Numa atitude bastante ousada, Gonzaga Duque não se furta em declarar que a Missão Francesa havia sido um mal para a arte brasileira, pois seria ela a responsável por dois fatos gravíssimos. Em primeiro lugar, teria interrompido uma tradição usual local, que vinha sendo processada no Rio de Janeiro pelos pintores do período colonial. Em segundo, teria introduzido no país um ensino descaracterizador dos elementos autóctones, produzindo uma arte sem significação para o país.[1]
Gonzaga Duque tinha uma idéia pessimista e talvez preconceituosa em relação ao homem brasileiro que, a seu ver, ainda estava em formação. Segundo ele, esta particularidade, associada à problemática social, política e religiosa da antiga Colônia, havia impedido o desenvolvimento de uma arte nacional com características originais.

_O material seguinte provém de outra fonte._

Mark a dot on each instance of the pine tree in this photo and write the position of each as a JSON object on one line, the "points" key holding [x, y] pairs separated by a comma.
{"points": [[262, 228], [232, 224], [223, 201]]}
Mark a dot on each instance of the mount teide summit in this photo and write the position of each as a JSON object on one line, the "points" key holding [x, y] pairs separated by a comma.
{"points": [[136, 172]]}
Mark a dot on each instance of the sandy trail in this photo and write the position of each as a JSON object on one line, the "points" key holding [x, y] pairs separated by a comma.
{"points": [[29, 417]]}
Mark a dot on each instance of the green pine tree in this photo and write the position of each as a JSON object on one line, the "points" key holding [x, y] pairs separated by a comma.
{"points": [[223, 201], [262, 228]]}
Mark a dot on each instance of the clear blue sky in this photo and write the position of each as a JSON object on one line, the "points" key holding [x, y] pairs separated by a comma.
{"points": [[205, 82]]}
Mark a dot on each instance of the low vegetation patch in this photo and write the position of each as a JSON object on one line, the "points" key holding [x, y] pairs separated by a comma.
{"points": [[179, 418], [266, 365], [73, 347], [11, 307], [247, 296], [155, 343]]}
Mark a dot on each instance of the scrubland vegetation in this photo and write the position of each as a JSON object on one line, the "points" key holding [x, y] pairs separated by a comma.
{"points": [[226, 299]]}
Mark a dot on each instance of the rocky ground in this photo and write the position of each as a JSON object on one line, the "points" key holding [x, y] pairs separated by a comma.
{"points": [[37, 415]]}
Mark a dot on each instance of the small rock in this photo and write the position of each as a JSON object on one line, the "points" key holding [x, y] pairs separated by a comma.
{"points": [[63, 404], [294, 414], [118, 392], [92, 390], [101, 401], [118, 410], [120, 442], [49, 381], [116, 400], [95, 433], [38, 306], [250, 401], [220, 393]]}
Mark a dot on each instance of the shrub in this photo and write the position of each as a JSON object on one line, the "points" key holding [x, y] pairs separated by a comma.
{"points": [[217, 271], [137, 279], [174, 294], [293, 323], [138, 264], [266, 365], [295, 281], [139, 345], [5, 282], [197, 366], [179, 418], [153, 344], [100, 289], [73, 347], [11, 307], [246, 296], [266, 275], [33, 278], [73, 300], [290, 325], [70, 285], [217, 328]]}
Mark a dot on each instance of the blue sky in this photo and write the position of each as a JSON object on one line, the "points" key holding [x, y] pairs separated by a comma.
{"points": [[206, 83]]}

Para Gonzaga Duque, os elementos formadores da nação brasileira foram três: o branco português (imigrantes, "degredados e judeus"), o índio - com pouca relevância, uma vez que foi quase que totalmente dizimado pelo processo de colonização - e o negro escravizado. Principalmente do cruzamento entre o primeiro e terceiro elementos é que surgiria o mestiço, o homem brasileiro. Para o autor, até a chegada da família real portuguesa, em 1808, os aspectos econômicos da Colônia poderiam ser resumidos pela exploração de Portugal sobre sua colônia e pela exploração do escravo negro pelo senhor branco. Neste contexto, a população, subjugada pela metrópole e pela religiosidade imposta pelos jesuítas era "vadia e beata". Nem mesmo a chegada da família real mudaria este quadro pessimista: o Brasil era constituído por uma raça ainda em formação, sem características próprias, e subjugada do ponto de vista sociopolítico e religioso.[2]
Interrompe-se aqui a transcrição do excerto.